Gradient Boosting

When going over Gradient boosting I got confused why there was a discrepancy between the residual and the weak learner. So here is an attempt in clearing up that confusion.

We assume we are given an imperfect model F_i(x) and we want to improve it by only by additive changes h_t(x), i.e.

F_{t+1}(x) = F_t(x) + h_t(x).

If we chose the perfect h_t(x) this would simply be

y_i = F_t(x_i) + h_t(x_i) \Leftrightarrow h_t(x_i) = y_i - F_t(x_i) \text{ for all } i=1..N.

For the square loss

 J = \sum_{i=1}^N (y_i-F_t(x_i))^{2} / 2,

this turns out to simply be equivalent to the negative gradient of the loss, i.e.
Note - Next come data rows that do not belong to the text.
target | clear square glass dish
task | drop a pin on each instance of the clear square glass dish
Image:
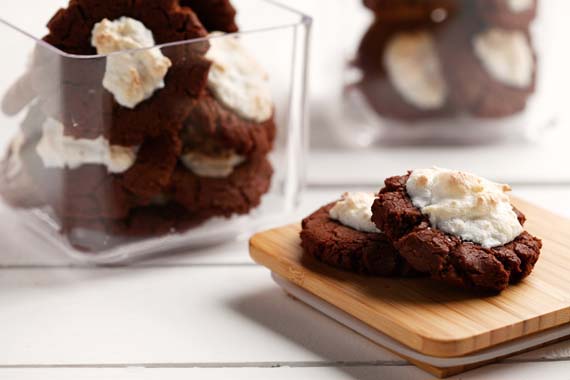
(120, 142)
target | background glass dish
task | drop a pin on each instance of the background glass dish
(357, 124)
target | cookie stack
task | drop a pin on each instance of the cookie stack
(449, 225)
(149, 141)
(438, 58)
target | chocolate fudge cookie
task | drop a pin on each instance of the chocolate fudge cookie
(236, 193)
(508, 14)
(215, 15)
(402, 72)
(95, 97)
(488, 248)
(491, 72)
(210, 127)
(70, 28)
(412, 10)
(344, 247)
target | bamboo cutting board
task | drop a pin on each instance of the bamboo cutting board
(430, 317)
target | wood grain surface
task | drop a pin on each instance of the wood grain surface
(431, 317)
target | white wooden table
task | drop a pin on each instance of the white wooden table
(210, 314)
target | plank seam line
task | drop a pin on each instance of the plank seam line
(289, 364)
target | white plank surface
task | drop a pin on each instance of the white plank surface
(552, 370)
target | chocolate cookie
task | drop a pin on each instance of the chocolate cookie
(477, 84)
(378, 82)
(343, 247)
(509, 14)
(71, 89)
(412, 10)
(236, 194)
(70, 28)
(215, 15)
(210, 127)
(91, 191)
(447, 257)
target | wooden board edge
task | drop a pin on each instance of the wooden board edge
(423, 344)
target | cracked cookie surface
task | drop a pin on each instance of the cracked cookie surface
(343, 247)
(447, 257)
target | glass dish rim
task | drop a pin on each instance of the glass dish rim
(304, 19)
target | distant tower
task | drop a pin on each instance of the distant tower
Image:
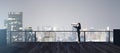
(13, 23)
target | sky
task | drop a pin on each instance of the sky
(61, 13)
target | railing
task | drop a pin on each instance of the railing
(33, 36)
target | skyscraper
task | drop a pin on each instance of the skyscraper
(13, 23)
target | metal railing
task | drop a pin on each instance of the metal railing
(31, 36)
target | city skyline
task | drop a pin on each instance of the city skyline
(94, 13)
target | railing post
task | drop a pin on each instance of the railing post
(109, 35)
(84, 36)
(35, 37)
(10, 36)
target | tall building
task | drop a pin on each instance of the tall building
(13, 23)
(49, 36)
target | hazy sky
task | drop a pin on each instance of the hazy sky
(61, 13)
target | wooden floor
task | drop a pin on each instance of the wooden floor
(60, 47)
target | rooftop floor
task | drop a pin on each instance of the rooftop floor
(60, 47)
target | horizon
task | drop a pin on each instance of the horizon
(99, 14)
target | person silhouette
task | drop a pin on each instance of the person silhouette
(78, 27)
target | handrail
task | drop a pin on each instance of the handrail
(84, 32)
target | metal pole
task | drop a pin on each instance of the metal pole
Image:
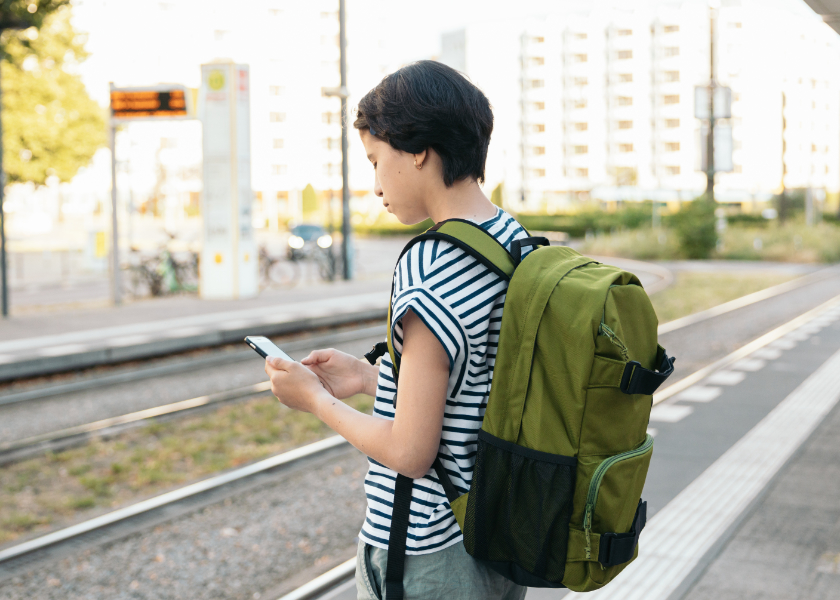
(115, 241)
(346, 243)
(710, 142)
(5, 290)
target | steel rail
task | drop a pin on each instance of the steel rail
(181, 366)
(342, 572)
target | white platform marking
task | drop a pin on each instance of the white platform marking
(699, 393)
(677, 538)
(670, 413)
(749, 364)
(128, 340)
(767, 353)
(61, 350)
(726, 377)
(784, 344)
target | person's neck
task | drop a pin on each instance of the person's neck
(463, 200)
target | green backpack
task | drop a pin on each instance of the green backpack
(563, 450)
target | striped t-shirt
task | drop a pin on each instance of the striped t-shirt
(460, 300)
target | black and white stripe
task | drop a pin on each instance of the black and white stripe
(460, 300)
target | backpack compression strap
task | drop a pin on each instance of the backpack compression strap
(638, 380)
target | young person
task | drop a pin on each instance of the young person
(425, 129)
 -\frac{\partial J}{\partial F_t\left(x_{i}\right)}=y_{i} - F_t\left(x_{i}\right).

Now the crucial observation is that the class of weak learners that we allow are in general not expressive enough to capture the residual h_t(x) perfectly. So instead we choose the model \tilde{h}_t(x) which minimizes this difference with this residual.

The algorithm then proceeds by updating the model

 F_{t+1}(x) = F_t(x) + \tilde{h}_t(x).

It is thus an iterative scheme that at every step more generally uses the negative gradient of the loss to build the estimator \tilde{h}_t(x).